Bu bütçenin bir başka özelliği ise savaşa ve güvenliğe ayrılan paydır. 2020 bütçesinde iç ve dış güvenlik için ayrılan pay ise 145 milyardır. TSKGV (Türk Silahlı Kuvvetleri Güçlendirme Vakfı) ve SSDF (Savunma Sanayi Destekleme Fonu) yi de hesaba kattığımızda bu pay 250 milyar Tl. ye çıkmaktadır. Ne işe yarayacağını bilmediğimiz silahlar, neyi savunacağını bilmediğimiz savunma sistemleri devletler arası siyasi dengenin bir faaliyeti olarak bizim cebimizden çıkan paralarla, bizim ürettiklerimizle ödeniyor. Bizim silaha, savunma sistemlerine değil demokrasiye barışa ihtiyacımız var.

Biz yoksulluk değil, insanca yaşamak istiyoruz.

Bu çerçevede Tüm Emekli-Sen olarak 2020 bütçesinden ve Siyasi İktidardan taleplerimiz şunlardır:

-En az emekli maaşı asgari ücret düzeyinde olmalı, Gerçek enflasyon + refah payı eklenerek belirlenmelidir.

-Emeklilere her yıl için emekli aylıkları tutarında 4 ikramiye verilmelidir.

-Emekliler ve eşleri için şehiriçi ulaşım ücretsiz olmalıdır.

-Asgari ücret tamamıyla vergi dışı kalmalıdır.

-Emeklilikte yaşa takılan yurttaşlarımızın sorunu biran önce çözümlenmeli ve yaş sınırı kaldırılmalıdır.

-Temel ihtiyaçlardan KDV kaldırılmalıdır.

-Sağlık için yapılan kesintiler ve katkı payları emeklilerden alınmamalıdır.

-Elektrik doğalgaz ve suya yapılan son zamlar geri alınmalıdır.

-Tüm ödemeler emekli ücreti hesaplanmasına dahil edilmelidir.

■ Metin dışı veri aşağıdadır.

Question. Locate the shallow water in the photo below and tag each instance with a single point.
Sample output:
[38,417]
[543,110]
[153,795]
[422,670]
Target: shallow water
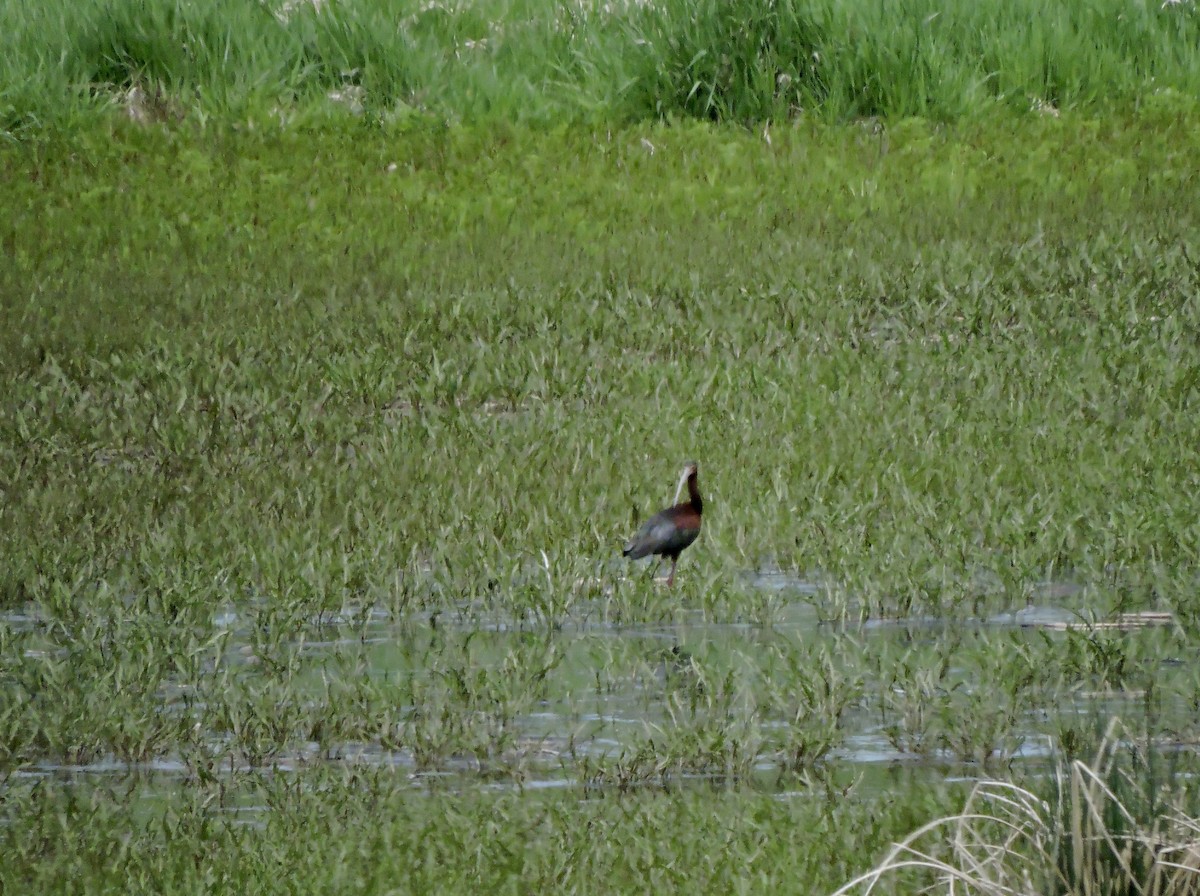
[617,687]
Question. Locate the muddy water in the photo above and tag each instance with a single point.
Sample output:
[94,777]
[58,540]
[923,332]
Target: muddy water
[612,689]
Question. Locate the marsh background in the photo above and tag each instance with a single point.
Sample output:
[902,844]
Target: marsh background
[343,346]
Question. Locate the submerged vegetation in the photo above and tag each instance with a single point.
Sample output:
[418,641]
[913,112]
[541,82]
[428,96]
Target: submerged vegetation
[340,353]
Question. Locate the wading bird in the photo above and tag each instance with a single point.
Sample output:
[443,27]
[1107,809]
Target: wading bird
[669,531]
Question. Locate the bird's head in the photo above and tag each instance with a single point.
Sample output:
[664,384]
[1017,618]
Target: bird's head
[689,470]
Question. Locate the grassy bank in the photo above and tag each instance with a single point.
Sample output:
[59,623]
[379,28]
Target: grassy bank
[520,60]
[317,446]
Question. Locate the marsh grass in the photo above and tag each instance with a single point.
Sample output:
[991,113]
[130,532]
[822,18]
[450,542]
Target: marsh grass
[1116,824]
[318,445]
[747,61]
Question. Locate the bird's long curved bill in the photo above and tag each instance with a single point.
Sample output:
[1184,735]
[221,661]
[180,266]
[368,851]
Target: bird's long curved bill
[683,481]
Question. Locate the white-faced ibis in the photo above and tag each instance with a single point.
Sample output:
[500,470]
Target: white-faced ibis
[669,531]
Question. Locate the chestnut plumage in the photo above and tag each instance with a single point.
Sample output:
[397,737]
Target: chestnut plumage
[669,531]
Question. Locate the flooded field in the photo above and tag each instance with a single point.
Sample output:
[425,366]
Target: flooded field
[474,698]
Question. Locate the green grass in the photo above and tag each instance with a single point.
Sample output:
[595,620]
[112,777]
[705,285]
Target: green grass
[318,445]
[517,60]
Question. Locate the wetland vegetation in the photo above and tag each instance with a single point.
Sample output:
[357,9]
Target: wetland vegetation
[323,424]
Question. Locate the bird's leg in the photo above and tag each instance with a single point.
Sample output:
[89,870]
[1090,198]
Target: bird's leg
[654,566]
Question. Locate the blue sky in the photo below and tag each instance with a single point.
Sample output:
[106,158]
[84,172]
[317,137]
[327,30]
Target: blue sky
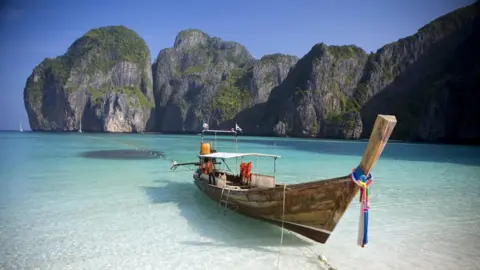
[33,30]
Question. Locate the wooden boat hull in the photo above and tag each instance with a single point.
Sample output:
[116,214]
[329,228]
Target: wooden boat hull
[312,209]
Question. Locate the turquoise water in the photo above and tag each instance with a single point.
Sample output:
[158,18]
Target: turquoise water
[61,208]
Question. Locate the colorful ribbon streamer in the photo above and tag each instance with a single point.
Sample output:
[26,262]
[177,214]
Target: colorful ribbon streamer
[359,178]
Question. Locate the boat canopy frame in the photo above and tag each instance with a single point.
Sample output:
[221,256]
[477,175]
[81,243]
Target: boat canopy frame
[230,155]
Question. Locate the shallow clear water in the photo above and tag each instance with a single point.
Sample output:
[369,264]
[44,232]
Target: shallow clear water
[63,207]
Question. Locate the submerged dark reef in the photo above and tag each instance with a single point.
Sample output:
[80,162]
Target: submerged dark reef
[123,154]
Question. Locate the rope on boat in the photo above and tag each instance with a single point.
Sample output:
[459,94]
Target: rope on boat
[283,219]
[359,178]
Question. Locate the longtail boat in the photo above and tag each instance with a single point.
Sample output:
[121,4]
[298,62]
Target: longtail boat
[312,209]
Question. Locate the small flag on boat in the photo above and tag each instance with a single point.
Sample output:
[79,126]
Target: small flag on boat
[238,128]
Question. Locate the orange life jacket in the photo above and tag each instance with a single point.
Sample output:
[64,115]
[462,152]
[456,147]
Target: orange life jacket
[246,170]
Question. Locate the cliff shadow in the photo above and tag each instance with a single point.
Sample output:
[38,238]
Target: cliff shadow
[207,218]
[409,95]
[151,124]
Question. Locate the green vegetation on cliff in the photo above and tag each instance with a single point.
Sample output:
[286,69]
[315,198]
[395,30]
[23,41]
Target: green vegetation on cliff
[110,44]
[96,51]
[233,95]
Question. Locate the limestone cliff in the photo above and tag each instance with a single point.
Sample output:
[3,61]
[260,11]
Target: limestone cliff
[102,83]
[428,80]
[315,97]
[204,78]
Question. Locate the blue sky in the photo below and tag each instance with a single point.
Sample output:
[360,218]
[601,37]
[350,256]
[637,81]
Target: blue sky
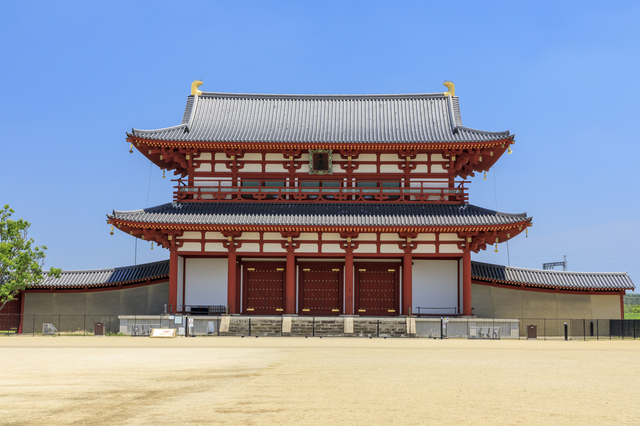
[562,76]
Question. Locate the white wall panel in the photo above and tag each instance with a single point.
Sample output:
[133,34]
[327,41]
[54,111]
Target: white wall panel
[206,282]
[215,247]
[248,248]
[435,284]
[331,248]
[274,248]
[449,248]
[277,168]
[190,247]
[366,248]
[425,248]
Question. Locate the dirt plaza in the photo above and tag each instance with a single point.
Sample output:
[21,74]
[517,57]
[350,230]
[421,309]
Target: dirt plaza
[341,381]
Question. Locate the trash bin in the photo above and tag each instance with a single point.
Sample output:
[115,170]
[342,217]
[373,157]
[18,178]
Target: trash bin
[98,329]
[532,331]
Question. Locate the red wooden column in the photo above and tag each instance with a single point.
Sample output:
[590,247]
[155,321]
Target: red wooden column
[348,283]
[290,284]
[232,286]
[173,280]
[466,283]
[407,284]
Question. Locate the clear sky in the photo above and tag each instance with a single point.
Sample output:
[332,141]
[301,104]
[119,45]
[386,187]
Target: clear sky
[561,75]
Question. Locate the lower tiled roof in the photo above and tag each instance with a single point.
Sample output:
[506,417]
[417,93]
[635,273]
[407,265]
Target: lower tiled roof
[552,279]
[310,214]
[108,277]
[479,271]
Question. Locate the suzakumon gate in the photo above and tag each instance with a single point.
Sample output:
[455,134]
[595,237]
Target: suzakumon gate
[321,204]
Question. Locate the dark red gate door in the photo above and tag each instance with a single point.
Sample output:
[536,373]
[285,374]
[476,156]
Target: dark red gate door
[263,288]
[377,289]
[10,315]
[320,287]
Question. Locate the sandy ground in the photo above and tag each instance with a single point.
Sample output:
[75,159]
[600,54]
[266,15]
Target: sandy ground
[280,380]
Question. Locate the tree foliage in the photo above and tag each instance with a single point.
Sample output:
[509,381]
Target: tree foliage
[21,261]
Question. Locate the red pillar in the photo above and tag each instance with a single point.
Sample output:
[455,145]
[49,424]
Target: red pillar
[173,281]
[232,286]
[407,284]
[290,285]
[348,283]
[466,283]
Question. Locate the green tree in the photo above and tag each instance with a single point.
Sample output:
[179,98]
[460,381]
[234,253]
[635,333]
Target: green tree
[21,261]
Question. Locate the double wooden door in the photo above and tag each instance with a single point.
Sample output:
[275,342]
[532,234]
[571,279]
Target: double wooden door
[320,288]
[377,289]
[263,288]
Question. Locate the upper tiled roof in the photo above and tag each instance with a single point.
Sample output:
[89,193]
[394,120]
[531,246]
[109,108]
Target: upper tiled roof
[108,277]
[247,118]
[311,214]
[479,271]
[552,279]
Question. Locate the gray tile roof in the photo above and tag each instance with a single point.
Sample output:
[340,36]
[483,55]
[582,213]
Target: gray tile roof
[232,117]
[309,214]
[552,279]
[479,271]
[108,277]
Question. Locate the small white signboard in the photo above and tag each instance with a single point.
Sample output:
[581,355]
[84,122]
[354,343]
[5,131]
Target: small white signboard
[163,332]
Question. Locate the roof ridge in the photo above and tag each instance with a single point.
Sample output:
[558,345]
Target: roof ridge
[116,268]
[549,270]
[321,96]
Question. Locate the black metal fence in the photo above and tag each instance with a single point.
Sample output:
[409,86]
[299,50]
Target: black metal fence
[221,325]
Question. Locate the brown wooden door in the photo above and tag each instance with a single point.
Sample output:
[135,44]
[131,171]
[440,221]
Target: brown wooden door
[377,289]
[320,288]
[263,288]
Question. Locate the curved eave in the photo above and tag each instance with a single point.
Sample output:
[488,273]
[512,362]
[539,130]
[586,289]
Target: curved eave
[517,284]
[99,285]
[318,228]
[373,146]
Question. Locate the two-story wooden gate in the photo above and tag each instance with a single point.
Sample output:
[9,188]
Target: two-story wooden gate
[377,289]
[320,288]
[263,288]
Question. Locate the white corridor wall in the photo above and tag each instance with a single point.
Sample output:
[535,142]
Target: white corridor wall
[206,281]
[435,285]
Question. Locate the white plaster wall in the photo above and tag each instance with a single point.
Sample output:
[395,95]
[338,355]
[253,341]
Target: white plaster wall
[425,248]
[248,248]
[206,282]
[435,284]
[366,168]
[180,280]
[449,248]
[215,247]
[331,248]
[276,168]
[190,247]
[366,248]
[253,168]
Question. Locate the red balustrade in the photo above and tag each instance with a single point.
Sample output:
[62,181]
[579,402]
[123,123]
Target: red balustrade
[326,191]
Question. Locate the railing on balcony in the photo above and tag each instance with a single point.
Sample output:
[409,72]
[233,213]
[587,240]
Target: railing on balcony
[330,191]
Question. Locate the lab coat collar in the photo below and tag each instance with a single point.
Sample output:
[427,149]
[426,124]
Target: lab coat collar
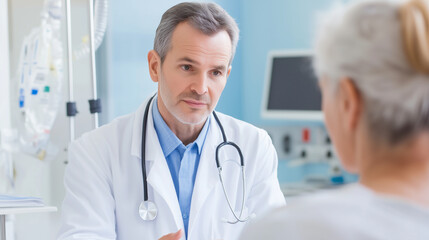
[207,174]
[159,177]
[136,140]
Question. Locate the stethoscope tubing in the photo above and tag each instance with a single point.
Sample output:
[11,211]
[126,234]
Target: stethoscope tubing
[224,143]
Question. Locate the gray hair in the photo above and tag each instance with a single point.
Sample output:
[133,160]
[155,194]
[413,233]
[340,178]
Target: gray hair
[365,42]
[209,18]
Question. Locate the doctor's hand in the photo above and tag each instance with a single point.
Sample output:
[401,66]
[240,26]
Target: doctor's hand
[173,236]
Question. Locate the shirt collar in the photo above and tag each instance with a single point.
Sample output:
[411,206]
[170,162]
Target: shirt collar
[168,140]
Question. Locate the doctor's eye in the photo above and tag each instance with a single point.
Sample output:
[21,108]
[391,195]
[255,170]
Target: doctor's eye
[217,73]
[186,67]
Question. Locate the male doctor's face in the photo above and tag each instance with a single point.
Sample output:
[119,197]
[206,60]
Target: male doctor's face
[193,74]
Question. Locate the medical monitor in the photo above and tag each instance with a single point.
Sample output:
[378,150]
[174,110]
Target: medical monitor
[291,91]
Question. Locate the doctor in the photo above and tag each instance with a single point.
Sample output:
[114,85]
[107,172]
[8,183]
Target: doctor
[154,174]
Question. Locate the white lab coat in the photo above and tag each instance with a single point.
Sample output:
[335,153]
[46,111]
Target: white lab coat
[104,183]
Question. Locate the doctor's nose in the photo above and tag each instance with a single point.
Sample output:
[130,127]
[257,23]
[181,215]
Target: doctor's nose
[199,85]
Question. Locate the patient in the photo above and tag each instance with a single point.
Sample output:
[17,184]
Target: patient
[372,59]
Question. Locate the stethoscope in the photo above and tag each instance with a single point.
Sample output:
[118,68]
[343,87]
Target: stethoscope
[148,209]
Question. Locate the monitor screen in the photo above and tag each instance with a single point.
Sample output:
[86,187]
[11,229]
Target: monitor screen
[291,90]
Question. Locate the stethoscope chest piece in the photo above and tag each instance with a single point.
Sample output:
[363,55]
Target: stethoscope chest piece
[148,210]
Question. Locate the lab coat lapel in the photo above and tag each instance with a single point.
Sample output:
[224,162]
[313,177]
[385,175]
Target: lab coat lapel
[207,174]
[159,176]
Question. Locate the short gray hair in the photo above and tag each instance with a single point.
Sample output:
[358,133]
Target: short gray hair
[209,18]
[364,41]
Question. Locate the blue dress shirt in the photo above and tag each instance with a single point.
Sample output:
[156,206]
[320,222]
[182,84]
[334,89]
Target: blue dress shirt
[182,160]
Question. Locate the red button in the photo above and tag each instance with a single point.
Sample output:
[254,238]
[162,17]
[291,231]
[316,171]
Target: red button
[305,135]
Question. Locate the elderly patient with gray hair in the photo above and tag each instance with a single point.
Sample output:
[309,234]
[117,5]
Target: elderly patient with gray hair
[372,59]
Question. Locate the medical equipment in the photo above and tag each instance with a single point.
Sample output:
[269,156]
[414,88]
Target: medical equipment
[148,209]
[40,74]
[95,38]
[291,90]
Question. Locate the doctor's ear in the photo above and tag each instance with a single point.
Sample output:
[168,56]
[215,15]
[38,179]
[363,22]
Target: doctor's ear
[154,61]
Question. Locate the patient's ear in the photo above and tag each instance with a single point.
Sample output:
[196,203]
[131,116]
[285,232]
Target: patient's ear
[154,65]
[351,103]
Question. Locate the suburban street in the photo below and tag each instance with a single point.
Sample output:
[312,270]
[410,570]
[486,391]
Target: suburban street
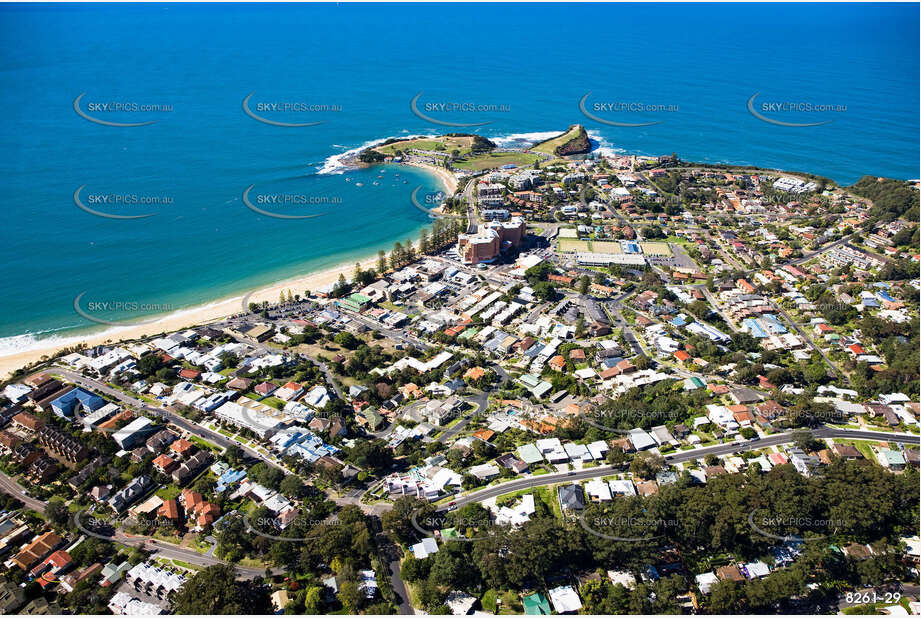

-Güvencesiz istihdam uygulamalarına derhal son verilmelidir.

Barışçıl, kardeşçe, onurlu ve insanca bir yaşam hepimizin hakkıdır.

Hele ömrünün büyük kısmını bu ülkenin birikimine harcamış olan emekliler için bu en temel haktır.

Bu hak siyasi iktidarların üzerinde tasarruf edebileceği bir hak değildir.

Bu hak emekliler için vazgeçilmez haktır.Bu hakkın kendisine ve kullanılmasına yönelik her türlü girişim bizi Tüm Emekli- Sen’i karşısında bulacaktır."